"Se for falar mal de mim me chame, sei coisas horríveis a meu respeito" (Clarice Lispector)
sábado, julho 24
Foguetes
Estranho, não havia notado. Talvez em função do horário, mas como estou de férias só agora pus reparo. Todos os dias, pontualmente, às 6h30 da manhã, ouço o espocar de um foguete de três tiros. Um rojão desses comuns cujo outro efeito, além dos estampidos, é o prazeroso cheiro de pólvora que fica no ar gelado das festas juninas. Assim do nada se faz ouvir nem tão longe de mim.
Como disse, não havia colocado tenência nos fogos e em seu rígido e britânico horário antes, pois normalmente a estas horas já estou fora da cama faz tempo, de café tomado, lixo para fora às segundas, quartas e sextas. O cão afagado, as crianças no carro rumo à escola e nós ao trabalho. Daí, às 6h30, o ecoar desses fogos não pegar ninguém em casa. Todo mundo em pé e funcionando. Ecoa deserto em salas e quartos vazios.
Mas as férias nos dão o direito de ficar um pouco mais na cama, de acordar mais tarde, de ter fome ou sede fora de horário além, e é claro, de escutar daqueles que não estão de férias a velha e irritante interjeição em deboche: Férias? De novo!?
Fico a imaginar os motivos que levam alguém a todo dia, religiosamente, soltar apenas um daqueles de três tiros. A fantasia e as lendas aqui se fundem. Dizem alguns, aos cochichos, que estes rojões são o indicativo de que chegou droga em alguma boca das quebradas.
Ponho-me a imaginar. Será que tem traficante que, como leiteiro de antigamente, se põe a avisar aos usuários que o ponto está aberto?

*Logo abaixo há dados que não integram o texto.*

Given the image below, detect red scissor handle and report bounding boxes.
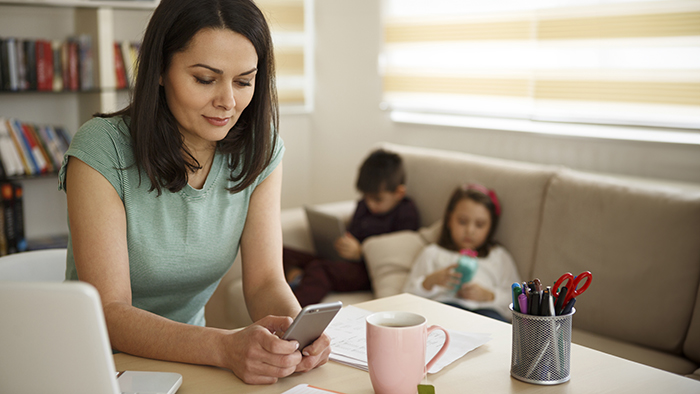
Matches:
[552,271,593,305]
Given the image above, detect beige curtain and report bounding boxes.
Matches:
[380,0,700,129]
[256,0,313,106]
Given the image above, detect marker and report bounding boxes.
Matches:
[522,282,530,297]
[540,286,554,316]
[554,286,569,316]
[532,278,542,291]
[518,294,527,315]
[561,298,576,315]
[510,283,523,312]
[527,291,542,316]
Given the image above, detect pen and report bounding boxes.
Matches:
[511,283,523,312]
[527,291,542,316]
[532,278,542,291]
[540,286,554,316]
[518,294,527,315]
[561,298,576,315]
[554,286,568,316]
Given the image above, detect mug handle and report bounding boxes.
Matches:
[425,326,450,372]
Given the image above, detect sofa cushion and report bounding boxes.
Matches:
[362,230,428,298]
[379,143,558,277]
[683,286,700,364]
[522,170,700,354]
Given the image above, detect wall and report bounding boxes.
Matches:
[282,0,700,208]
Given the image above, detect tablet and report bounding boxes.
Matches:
[304,206,346,260]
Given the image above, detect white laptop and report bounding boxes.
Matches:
[0,282,182,394]
[304,206,345,260]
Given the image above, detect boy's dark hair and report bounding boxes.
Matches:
[356,149,406,193]
[438,185,500,257]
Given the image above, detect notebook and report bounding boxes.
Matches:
[0,282,182,394]
[304,206,345,260]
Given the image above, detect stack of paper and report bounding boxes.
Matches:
[326,305,491,373]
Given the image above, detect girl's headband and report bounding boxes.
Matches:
[464,183,501,217]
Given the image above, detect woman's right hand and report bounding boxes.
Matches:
[224,316,302,384]
[423,264,462,291]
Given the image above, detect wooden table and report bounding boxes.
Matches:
[114,294,700,394]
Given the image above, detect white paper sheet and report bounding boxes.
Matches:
[326,305,491,373]
[282,384,340,394]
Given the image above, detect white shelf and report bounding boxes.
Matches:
[0,0,160,10]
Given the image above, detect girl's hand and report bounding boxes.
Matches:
[296,334,331,372]
[333,233,362,261]
[223,316,302,384]
[457,282,496,302]
[423,264,462,291]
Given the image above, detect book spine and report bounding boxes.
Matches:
[23,40,37,90]
[22,123,53,173]
[51,40,63,92]
[68,40,80,91]
[12,183,27,252]
[7,37,19,92]
[0,118,24,176]
[114,42,128,89]
[17,121,46,175]
[0,182,17,254]
[6,119,34,175]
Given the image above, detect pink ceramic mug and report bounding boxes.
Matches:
[367,312,450,394]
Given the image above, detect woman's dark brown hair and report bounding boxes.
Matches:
[438,185,501,257]
[100,0,279,195]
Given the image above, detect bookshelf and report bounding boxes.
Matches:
[0,0,159,249]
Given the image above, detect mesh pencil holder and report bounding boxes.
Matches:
[510,304,576,385]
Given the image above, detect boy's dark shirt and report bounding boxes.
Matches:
[348,197,420,243]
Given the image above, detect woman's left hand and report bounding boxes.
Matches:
[295,334,331,372]
[457,282,496,302]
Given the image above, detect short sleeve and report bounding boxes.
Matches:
[58,118,133,199]
[255,136,286,186]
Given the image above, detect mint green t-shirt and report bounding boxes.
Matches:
[59,117,285,326]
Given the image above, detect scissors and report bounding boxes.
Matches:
[552,271,593,305]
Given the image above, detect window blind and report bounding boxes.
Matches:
[256,0,313,106]
[379,0,700,129]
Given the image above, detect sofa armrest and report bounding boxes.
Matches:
[281,200,357,253]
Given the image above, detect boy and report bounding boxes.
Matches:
[283,149,420,306]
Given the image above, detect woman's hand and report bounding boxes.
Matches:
[333,232,362,261]
[457,282,496,302]
[423,264,462,291]
[223,316,302,384]
[296,334,331,372]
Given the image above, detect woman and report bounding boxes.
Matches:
[59,0,330,384]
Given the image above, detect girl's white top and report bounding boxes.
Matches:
[404,244,521,320]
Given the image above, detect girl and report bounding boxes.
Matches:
[60,0,330,384]
[404,184,520,321]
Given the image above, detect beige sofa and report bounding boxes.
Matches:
[207,144,700,379]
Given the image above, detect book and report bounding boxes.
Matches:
[0,117,24,177]
[6,37,19,91]
[36,40,54,91]
[12,183,27,252]
[114,42,129,89]
[6,119,34,175]
[22,40,37,90]
[51,40,63,92]
[76,34,95,90]
[0,182,17,254]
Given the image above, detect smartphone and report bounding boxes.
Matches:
[282,301,343,350]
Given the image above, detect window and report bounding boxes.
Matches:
[380,0,700,129]
[256,0,313,111]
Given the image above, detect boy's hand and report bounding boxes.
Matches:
[423,264,462,291]
[333,233,362,261]
[457,282,496,302]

Que é só entrar na fila, dar um cordial bom-dia e, à luz de um amanhecer, comprar sua trouxinha de qualquer coisa e sair como se à venda fosse? Duvido, não acho plausível, pelo menos aqui em Uberlândia, talvez nos morros do Rio ou em favelas de Belo Horizonte, mas não aqui no portal do cerrado.
Outra hipótese mancomunada sob cobertores em manhã fria toma forma: e se fosse uma promessa por graça alcançada? Tipo assim, se conseguir tal coisa, prometo ao santo soltar um foguete toda manhã, às 6h30, pontualmente, durante dois anos. Sei não, este acordar assustado com barulho de guerrilha seria um suplício grande demais, tanto para o bairro quanto para o próprio santo que, de tanto susto, tomaria a graça alcançada para trás e rogaria imprecação das grandes. E olha, com praga de santo não se brinca. Descarto a promessa.
Quem sabe é alguém de família grande que precisa acordar todo mundo e, cansado de pular de quarto em quarto, resolveu e comunicou em reunião de almoço de domingo que a partir daquele dia o despertar seria do barulho? Não, difícil acreditar nisso.
Culto ou missa em igreja sem sino? Uma chamada matutina para os fiéis? Pouco provável, já teria dado encrenca. Afinal, o Estado e todo aparato de fiscalização e repressão é laico e já teria sido acionado por vizinhança.
Mas que diabos, me desculpe o santo da frase acima por citar o tinhoso, faz alguém soltar estes traques crescidos todos os dias?
Quer saber, não vou perder o sono por conta disso. Mas por que será?
Vamos esperar para ver quando chegar o horário de verão. Será que a(o) fogueteira(o) vai adiantar o lançamento em uma hora? Ou o significado não está preso ao passar de horas humano?
Enquanto o mudar de hora não vem, no soar das 6h30 acordo cedo e aproveito para ficar mais tempo à toa. Afinal, férias com ou sem foguete foram feitas para isso, ou não?